Here's a hypothetical situation: your tried-and-true TS system fires off a buy
signal on a stock that's quoted 43 1/4 x 5/16. There are 500 shares offered at
5/16. Level II shows 1 market maker at 5/16 offering the 500, and 2 mm's
bidding 1500 shares total at 1/4. There are 10 mm's offering 25000 shares at
3/8, a fact that's invisible to Level I quotes. Do you buy at 5/16 according
to your system, or wait to see if the buying will clear the shares at 3/8?
Your answer will probably tell you if you'd benefit from Level II quotes.
In a message dated 11/4/98 6:20:43 PM, robertwc@xxxxxxxxxxxxxxxxxx writes:
> I'm incline to initially agree with Brian here but I still do not know
> enough to disagree with Shawn.
> The obvious negative would be the cost of level 2 verses level 1.
> Commissions are ruffly twice for level 2 and the quote system fees not
> depending on locking yourself in to x amount of trades to get the free
> services is more than twice that of level 1. So you start out with a higher
> fix overhead which demands more trades which presents more opportunity for
> loss.
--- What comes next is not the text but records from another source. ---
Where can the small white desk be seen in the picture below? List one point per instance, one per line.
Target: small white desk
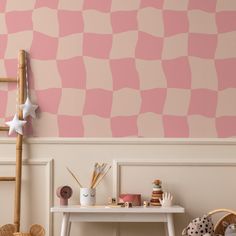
(109, 214)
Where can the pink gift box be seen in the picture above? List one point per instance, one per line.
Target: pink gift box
(135, 199)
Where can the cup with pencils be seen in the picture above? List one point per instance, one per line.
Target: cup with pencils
(88, 194)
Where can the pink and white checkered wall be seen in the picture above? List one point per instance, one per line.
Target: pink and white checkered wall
(121, 68)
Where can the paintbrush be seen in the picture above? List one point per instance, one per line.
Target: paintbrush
(74, 177)
(94, 172)
(100, 170)
(102, 176)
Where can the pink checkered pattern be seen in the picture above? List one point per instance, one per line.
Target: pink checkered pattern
(111, 68)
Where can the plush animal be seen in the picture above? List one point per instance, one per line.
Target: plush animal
(199, 227)
(230, 230)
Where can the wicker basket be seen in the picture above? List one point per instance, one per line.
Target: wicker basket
(229, 217)
(35, 230)
(22, 234)
(7, 230)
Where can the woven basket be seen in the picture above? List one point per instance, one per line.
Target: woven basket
(35, 230)
(7, 230)
(229, 217)
(22, 234)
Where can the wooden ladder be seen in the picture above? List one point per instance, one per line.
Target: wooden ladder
(19, 138)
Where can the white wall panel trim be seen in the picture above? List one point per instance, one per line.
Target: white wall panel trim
(117, 164)
(126, 141)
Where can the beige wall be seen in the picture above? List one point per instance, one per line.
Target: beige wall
(199, 173)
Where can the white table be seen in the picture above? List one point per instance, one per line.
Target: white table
(110, 214)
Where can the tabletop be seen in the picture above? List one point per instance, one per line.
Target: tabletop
(112, 209)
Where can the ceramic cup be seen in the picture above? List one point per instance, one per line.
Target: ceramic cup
(87, 196)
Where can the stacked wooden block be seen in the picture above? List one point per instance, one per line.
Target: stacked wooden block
(156, 193)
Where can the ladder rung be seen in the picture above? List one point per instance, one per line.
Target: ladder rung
(7, 178)
(4, 128)
(8, 79)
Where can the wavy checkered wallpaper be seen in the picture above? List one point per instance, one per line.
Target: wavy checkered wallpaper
(121, 68)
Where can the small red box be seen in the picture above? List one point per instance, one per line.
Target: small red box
(135, 199)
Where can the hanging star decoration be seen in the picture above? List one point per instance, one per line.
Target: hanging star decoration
(28, 108)
(16, 125)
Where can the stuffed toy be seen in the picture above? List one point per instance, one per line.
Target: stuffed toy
(202, 226)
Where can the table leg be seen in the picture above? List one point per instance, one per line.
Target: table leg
(170, 225)
(65, 224)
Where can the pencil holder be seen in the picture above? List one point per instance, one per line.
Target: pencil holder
(87, 196)
(22, 234)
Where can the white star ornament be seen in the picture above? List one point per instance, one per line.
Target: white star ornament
(28, 108)
(16, 125)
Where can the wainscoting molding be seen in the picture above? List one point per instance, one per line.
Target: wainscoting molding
(126, 141)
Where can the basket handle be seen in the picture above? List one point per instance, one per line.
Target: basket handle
(221, 210)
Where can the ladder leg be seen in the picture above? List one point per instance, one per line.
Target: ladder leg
(21, 86)
(18, 182)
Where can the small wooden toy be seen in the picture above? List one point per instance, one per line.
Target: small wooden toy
(111, 201)
(128, 204)
(146, 203)
(166, 200)
(230, 230)
(156, 193)
(64, 193)
(134, 198)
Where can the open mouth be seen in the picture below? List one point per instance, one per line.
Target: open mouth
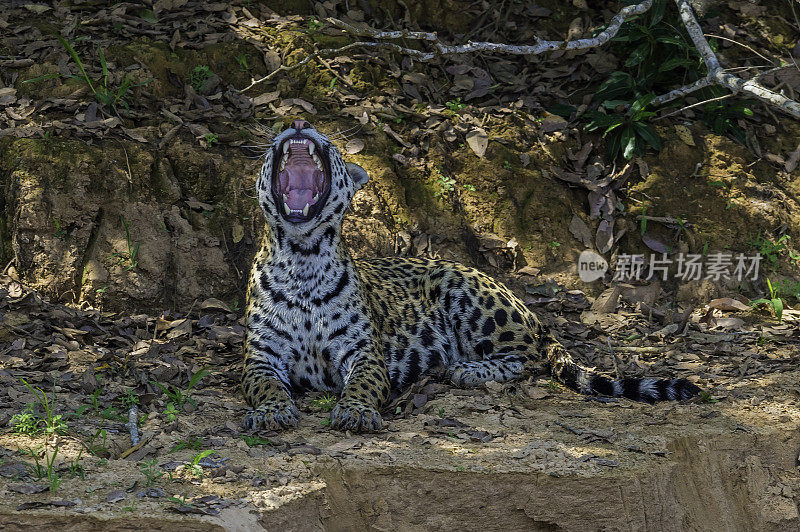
(301, 179)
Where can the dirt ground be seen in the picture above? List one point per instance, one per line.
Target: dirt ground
(127, 231)
(526, 455)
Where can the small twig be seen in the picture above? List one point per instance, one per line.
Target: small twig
(132, 424)
(617, 361)
(740, 44)
(540, 47)
(718, 76)
(682, 109)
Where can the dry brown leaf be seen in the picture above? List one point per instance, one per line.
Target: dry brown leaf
(727, 304)
(580, 231)
(684, 134)
(354, 146)
(604, 238)
(478, 141)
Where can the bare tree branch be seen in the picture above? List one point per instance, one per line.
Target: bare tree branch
(540, 47)
(718, 76)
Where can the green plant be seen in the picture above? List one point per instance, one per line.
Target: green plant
(60, 231)
(774, 301)
(75, 468)
(198, 77)
(788, 287)
(180, 501)
(643, 222)
(722, 117)
(104, 94)
(46, 470)
(151, 471)
(454, 106)
(133, 248)
(194, 463)
(255, 441)
(112, 414)
(99, 448)
(241, 60)
(179, 396)
(171, 412)
(26, 422)
(314, 25)
(32, 422)
(657, 53)
(325, 402)
(194, 444)
(211, 138)
(129, 398)
(445, 184)
(770, 250)
(625, 132)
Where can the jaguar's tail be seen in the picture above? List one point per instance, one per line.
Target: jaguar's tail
(587, 382)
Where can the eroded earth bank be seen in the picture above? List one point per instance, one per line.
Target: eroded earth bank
(128, 227)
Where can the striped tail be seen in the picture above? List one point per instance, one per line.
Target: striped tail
(587, 382)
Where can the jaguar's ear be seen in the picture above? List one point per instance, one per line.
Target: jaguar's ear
(358, 174)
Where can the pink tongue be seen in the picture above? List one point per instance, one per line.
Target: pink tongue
(300, 179)
(299, 197)
(300, 182)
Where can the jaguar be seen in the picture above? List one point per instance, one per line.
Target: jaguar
(319, 320)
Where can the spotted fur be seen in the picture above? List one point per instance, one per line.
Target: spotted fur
(317, 319)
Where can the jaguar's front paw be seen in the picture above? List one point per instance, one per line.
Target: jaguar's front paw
(356, 416)
(275, 415)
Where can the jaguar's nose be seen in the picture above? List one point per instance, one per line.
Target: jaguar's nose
(301, 124)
The thinking of the public and what is advertised is the advantage of
> level 2 because of seeing the inside MM. I would agree if this takes away
> the need to be a good trader and depend only on your advantage like a pit
> broker can in the futures pits. If trading ability is required then I would
> say level 1 is the better way to go. Any comments from those you have done
> both might put some more input on this discussion.